Rethinking the GPT-5 Era: Integrating Synthetic Data into LLMs training

Terrance Alexander
b8125-spring2024
Published in
4 min readApr 16, 2024

This Monday, I listened to WSJ’s Tech News Briefing, which spoke to the challenges of training LLMs like GPT-4 and the anticipated GPT-5. Given my past experience working in novel synthetic data research, I believe we are at a critical juncture in the AI industry’s evolving landscape, especially with how major players develop these models.

Currently, we see diminishing returns as the scale and cost of training LLMs escalate dramatically. GPT-4, with its 1.7 trillion parameters and training on 13 trillion tokens, came with a hefty $100M price tag. The speculative leap to GPT-5 suggests a staggering cost exceeding $1B, alongside significant environmental concern.

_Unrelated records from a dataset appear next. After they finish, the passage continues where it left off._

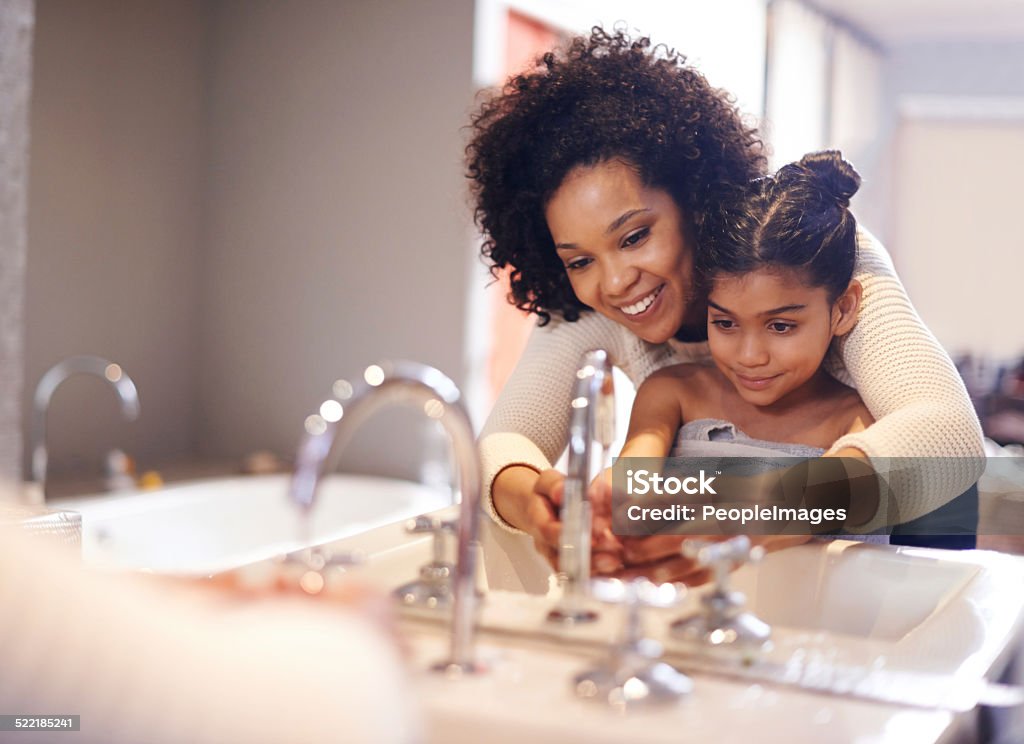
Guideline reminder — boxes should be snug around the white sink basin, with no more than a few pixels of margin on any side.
[51,476,1024,744]
[52,475,452,574]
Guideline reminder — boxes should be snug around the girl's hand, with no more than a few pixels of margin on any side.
[616,535,811,586]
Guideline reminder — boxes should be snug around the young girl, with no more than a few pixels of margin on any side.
[621,150,873,505]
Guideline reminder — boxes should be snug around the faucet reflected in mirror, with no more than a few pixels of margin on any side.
[289,361,481,675]
[28,354,139,502]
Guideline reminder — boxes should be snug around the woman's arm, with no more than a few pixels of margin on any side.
[830,228,984,531]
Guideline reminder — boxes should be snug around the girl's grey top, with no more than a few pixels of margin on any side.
[669,419,889,545]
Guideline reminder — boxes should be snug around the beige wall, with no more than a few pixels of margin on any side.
[24,0,473,483]
[24,0,204,473]
[0,0,35,479]
[198,0,473,472]
[893,116,1024,359]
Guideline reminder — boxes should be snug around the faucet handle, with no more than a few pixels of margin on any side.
[572,578,693,710]
[284,545,367,572]
[671,535,771,648]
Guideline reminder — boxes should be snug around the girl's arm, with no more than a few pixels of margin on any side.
[829,228,984,531]
[479,312,629,536]
[618,367,683,457]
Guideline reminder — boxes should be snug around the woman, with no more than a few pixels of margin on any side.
[467,29,982,589]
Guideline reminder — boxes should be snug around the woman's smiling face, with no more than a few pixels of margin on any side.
[545,160,693,344]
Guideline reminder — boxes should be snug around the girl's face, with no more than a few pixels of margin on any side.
[545,160,693,344]
[708,268,861,406]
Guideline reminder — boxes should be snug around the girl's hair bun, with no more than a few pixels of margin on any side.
[800,149,860,208]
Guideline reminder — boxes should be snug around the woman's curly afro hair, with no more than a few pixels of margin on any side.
[466,28,765,324]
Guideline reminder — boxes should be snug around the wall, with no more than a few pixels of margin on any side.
[0,0,35,479]
[198,0,473,474]
[886,40,1024,359]
[22,0,473,483]
[24,0,204,473]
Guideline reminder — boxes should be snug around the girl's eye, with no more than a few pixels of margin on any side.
[623,227,650,248]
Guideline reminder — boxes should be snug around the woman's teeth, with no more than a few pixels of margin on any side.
[622,285,665,315]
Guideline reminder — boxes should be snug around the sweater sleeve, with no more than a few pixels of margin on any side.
[479,312,628,533]
[833,224,984,531]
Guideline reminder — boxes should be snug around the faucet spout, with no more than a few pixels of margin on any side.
[289,361,481,673]
[549,349,615,623]
[30,354,139,498]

The exponential growth in the cost and environmental impact of developing LLMs is a reflection of the increasing complexity and computational demands of these models. Each iteration from GPT-1 onwards has seen a substantial increase in the number of parameters (from millions to now trillions), indicating a trend towards more sophisticated and capable models. However, this trend also highlights the issue of declining marginal returns, where each incremental improvement in model performance requires disproportionately greater resources.

The partnership between OpenAI and Microsoft on the Stargate project, a $100B initiative to build a 5GW AI supercomputer, exemplifies the scale of investment and environmental considerations involved in advancing AI technology. The project’s ambition to power such a massive computational endeavor — potentially with nuclear energy — underscores the significant environmental footprint that underlies cutting-edge AI research.

Amidst this backdrop, the quest for high-quality training data has become increasingly desperate. Companies are scouring the internet for usable data, with OpenAI’s Sora project reportedly training on YouTube videos… directly against Alphabet’s policies! We also see a widespread scramble to utilize Reddit’s data (e.g. Google’s $60M deal for real-time access to Reddit). This highlights a critical issue: the dearth of high-quality data. The reliance on readily available data may be shortsighted, as the next phase of AI development could pivot towards enhancing data quality and incorporating synthetic data.

Synthetic data, generated through AI itself, presents an alternative to traditional data sources. To clarify, synthetic data is artificially created data that mimics real-world data patterns and characteristics. This process involves using algorithms to generate data points that closely resemble those found in actual datasets. By leveraging synthetic data, researchers and developers can augment their training datasets, providing additional examples and scenarios that may be difficult to obtain in real-world data.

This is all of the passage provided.